なので、授業では、ブドウ球菌や大腸菌などの細菌名、ヘルペスウイルスやHIVなどのウイルス名や、細菌やウイルスによって引き起こされる病名などが出てくるのですが、それらの羅列にならないよう、暗記科目と思わせないように心がけ、出来るだけ全ての学生が興味をもってもらえる様に授業したつもりでした。また、テストも可能な限り簡単に、しかし必ず覚えなければならない所は事前に教えておいて、さらには点数も最初から下駄を履かせるように工夫しておきました。こうしておけば、自分も再試験作る手間が省けるし・・とか考えていました。おかげでほとんどの生徒は高得点でパスしたのですが、彼女だけはどう採点を工夫しても合格点に届きませんでした。
う~ん、自分の工夫が足りなかったのかな・・・とそのときは少し反省させられてしまいました。

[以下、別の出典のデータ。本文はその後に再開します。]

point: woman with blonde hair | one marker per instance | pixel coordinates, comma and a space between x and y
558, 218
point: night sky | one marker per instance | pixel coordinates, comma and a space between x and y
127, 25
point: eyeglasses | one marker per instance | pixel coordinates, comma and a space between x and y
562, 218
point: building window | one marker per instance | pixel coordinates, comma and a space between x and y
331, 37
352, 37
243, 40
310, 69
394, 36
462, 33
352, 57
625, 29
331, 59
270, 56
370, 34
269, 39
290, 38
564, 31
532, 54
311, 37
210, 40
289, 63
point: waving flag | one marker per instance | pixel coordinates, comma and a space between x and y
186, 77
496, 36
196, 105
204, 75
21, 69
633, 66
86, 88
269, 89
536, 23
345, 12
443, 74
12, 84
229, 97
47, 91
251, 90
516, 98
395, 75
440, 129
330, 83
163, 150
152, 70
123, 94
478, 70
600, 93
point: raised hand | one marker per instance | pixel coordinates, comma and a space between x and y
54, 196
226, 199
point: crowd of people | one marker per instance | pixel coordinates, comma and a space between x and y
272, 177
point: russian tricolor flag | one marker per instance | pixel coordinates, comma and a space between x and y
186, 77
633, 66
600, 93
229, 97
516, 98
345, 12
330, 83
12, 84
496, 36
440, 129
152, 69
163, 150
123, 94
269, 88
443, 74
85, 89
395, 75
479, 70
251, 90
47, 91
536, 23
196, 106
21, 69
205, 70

こんなこと言うのもなんですが、これまで看護学科生や臨床検査学科生に教えてきた経験から、そして、私以外の教官(特に医学部から教えに来られる教官)の講義内容と彼らの理解度を調べた結果では、実際彼ら・彼女らはこちらが思っているほどあまり理解していないことが多く、教える側はそれを理解しているべきだと思います。新しい学校とか、教官が新しくなったばかりの時には陥りやすいのですが、張り切って自分の知識や研究成果などを詰め込みすぎて、学生の消化不良をきたしてしまう事が往々にしてあり、始末が悪いのは教官側が、わからない奴が悪いと言う態度で落としてしまうことがあり、それが当然だと考えている人がいることです。

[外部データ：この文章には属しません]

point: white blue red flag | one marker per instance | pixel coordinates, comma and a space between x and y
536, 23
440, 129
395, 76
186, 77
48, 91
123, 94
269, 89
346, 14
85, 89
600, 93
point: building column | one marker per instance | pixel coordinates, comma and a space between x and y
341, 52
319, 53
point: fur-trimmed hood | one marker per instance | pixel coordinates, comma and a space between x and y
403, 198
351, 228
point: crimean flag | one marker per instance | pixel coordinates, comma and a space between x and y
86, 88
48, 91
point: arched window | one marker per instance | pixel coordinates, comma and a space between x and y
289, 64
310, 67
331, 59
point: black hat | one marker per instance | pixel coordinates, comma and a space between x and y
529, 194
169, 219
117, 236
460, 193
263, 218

もちろん出来る学生はたくさんいますし、そういった授業にもついて行ける人もいるかも知れませんが、教官の使命は、できない学生でも、有る一定のレベルまで引き上げる、そのためには場合によっては基礎の基礎まで一度掘り下げて理解させる、そのためにはいかに興味を持たせ、やる気を出させるかだと考えます。テストが出来ない学生がいたときは、学生のできが悪いのではなく、こちらの教え方が悪いところがなかったか、その学生の弱点、理解していなかった点をこちらが理解していなかったのではないか、と考える事が重要なのではないかと思っています。

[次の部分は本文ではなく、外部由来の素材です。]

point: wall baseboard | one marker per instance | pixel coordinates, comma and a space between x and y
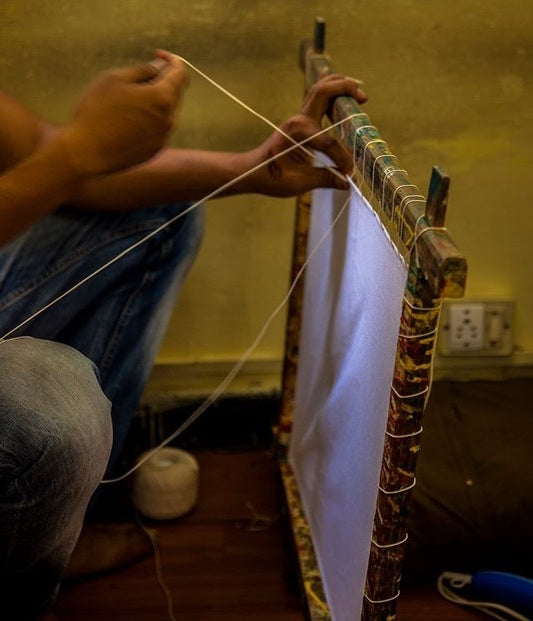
181, 382
172, 383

そんな事を考えながら教官を務めていたわけですが、そのときの学生について福島県医師会報に掲載した原稿が、後に全国版に掲載したいと連絡があり、日医ニュースの~南から北から~に掲載されました。さらに先日、その原稿が、令和元年の最優秀作品賞に選出されたと連絡があり、先日の日医ニュースに再掲載されるようになりました。ここに出てくる「牛(ぎゅう)ちゃん」は私の教官時代のうちで、最も印象に残っている学生です。私のテストでは最低点でした。でもちょっとしたきっかけから、驚くほど伸びていきました。テストで落としたり、勉強しない人が悪いと決めつけたりしてしまうのは簡単です。しかし、学生は驚くほどのポテンシャルを持っています。それを最大限引き出すのが学校と教官の役目です。教えていた学生全員が国家試験に合格した日、職員室で歓声と拍手が響く、そんな職場での経験でした。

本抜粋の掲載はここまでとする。